Archives for: May 2008, 08
Accounting Firm Not Held Liable
May 8th, 2008The 7th Circuit Court of Appeals recently rendered a decision which held that an accounting firm would not be held liable for giving an auditing opinion involving a purchaser company shortly before it acquired a dot.com-based business.
Before reviewing the decision itself it is quite interesting to read what the 7th Circuit stated about Trustee suits in general. First, the Court notes that unlike an ongoing business, a Trustee does not have to concern himself about “future relations with suppliers, customers, creditors, and other persons with whom the firm deals ... and by the cost of litigation. [W]hile the management of a going concern has many other duties besides bringing lawsuits, the trustee of a defunct business has little to do besides filing claims.” The Court of Appeals goes on to conclude that Bankruptcy Courts must be diligent to assure that Trustees do not bring frivolous claims and then reminds the Court of their power to sanction Plaintiff Trustees who bring frivolous suits!
The Court also noted that the damages claimed by the Trustee in his suit was greatly in excess of the amount owed the debtor’s creditors.
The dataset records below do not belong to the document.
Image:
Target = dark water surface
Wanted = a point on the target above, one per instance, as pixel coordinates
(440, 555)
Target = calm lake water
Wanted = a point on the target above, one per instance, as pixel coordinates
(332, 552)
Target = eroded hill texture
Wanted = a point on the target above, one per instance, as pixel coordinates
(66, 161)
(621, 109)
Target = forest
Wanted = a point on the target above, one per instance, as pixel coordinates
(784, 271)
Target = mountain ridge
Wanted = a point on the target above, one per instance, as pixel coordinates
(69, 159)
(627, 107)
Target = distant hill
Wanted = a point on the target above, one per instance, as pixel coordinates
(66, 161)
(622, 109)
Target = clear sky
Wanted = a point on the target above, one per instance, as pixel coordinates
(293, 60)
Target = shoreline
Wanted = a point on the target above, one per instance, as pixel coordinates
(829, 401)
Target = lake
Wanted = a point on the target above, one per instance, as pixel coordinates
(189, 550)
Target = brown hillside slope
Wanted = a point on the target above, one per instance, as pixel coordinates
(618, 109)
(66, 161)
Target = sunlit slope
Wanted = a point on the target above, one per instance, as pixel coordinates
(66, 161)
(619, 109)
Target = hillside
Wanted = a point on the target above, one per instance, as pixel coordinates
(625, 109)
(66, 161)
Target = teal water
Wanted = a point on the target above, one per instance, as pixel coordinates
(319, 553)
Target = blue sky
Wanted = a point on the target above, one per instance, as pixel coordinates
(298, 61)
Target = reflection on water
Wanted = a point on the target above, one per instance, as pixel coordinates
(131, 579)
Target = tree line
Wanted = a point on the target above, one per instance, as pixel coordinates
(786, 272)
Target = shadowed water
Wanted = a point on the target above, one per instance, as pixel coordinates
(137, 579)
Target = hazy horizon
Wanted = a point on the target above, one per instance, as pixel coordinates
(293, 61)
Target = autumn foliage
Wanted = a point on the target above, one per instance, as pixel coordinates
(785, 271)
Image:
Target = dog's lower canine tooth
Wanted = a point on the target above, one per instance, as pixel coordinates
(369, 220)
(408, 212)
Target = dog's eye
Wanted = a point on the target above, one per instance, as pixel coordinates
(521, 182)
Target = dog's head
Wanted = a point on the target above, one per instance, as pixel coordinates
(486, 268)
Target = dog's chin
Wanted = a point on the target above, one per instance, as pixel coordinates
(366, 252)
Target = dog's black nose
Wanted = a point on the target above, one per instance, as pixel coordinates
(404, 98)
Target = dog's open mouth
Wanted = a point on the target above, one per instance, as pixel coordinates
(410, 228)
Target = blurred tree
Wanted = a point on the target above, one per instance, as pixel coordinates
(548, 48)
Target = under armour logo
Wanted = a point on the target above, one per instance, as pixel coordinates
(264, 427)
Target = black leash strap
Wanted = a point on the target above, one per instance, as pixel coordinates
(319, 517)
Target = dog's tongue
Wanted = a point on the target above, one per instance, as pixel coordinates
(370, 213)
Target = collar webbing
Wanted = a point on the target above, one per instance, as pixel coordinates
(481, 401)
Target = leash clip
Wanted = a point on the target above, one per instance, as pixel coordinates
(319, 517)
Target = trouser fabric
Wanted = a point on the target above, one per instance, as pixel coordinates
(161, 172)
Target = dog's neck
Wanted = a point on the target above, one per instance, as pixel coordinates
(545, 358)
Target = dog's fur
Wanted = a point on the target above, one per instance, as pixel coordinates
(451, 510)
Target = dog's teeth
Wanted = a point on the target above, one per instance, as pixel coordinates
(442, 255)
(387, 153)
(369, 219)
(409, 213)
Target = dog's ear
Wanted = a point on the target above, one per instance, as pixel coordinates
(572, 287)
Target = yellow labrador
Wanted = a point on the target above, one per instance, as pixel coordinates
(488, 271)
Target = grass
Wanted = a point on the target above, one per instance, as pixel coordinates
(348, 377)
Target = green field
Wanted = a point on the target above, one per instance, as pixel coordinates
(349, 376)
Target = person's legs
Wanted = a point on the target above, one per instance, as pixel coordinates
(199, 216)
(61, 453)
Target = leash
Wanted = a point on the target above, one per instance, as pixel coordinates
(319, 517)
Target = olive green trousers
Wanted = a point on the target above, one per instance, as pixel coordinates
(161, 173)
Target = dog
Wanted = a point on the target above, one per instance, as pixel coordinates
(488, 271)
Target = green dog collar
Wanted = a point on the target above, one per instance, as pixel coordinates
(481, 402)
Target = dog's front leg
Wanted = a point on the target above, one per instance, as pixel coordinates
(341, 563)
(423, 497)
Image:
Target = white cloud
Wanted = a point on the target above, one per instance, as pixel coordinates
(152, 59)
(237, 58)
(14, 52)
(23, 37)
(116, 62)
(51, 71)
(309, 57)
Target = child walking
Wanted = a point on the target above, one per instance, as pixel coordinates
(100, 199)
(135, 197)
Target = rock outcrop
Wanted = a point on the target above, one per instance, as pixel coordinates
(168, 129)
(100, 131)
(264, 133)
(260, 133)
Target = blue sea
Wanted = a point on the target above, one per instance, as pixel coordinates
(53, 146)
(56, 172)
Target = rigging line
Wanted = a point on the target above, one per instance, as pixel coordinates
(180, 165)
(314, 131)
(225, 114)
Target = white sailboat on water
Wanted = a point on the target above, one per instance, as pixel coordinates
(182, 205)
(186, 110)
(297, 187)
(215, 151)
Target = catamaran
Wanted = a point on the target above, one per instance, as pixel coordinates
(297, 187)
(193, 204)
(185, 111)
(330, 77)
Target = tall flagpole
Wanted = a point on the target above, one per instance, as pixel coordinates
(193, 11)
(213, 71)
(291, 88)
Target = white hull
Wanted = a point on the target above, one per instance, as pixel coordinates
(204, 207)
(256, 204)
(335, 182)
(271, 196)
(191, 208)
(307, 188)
Thus, the result of a successful suit would be to enrich the debtor’s stockholders. “US web cannot be at once the cause of the bankrutpcy and its principal beneficiary.”
As to the decision to find KPMG not liable for its auditing on the eve of the dot.com stock market debacle, the Court held that the cause of the decline in the value of stock (which was the basis for the damage claim) was market wide and had nothing to do with the audit. The Court also noted that it was not the duty of the auditor to advise on whether the company’s corporate acquisition was a good or bad risk (it turned out badly because of the stock market decline in 2000).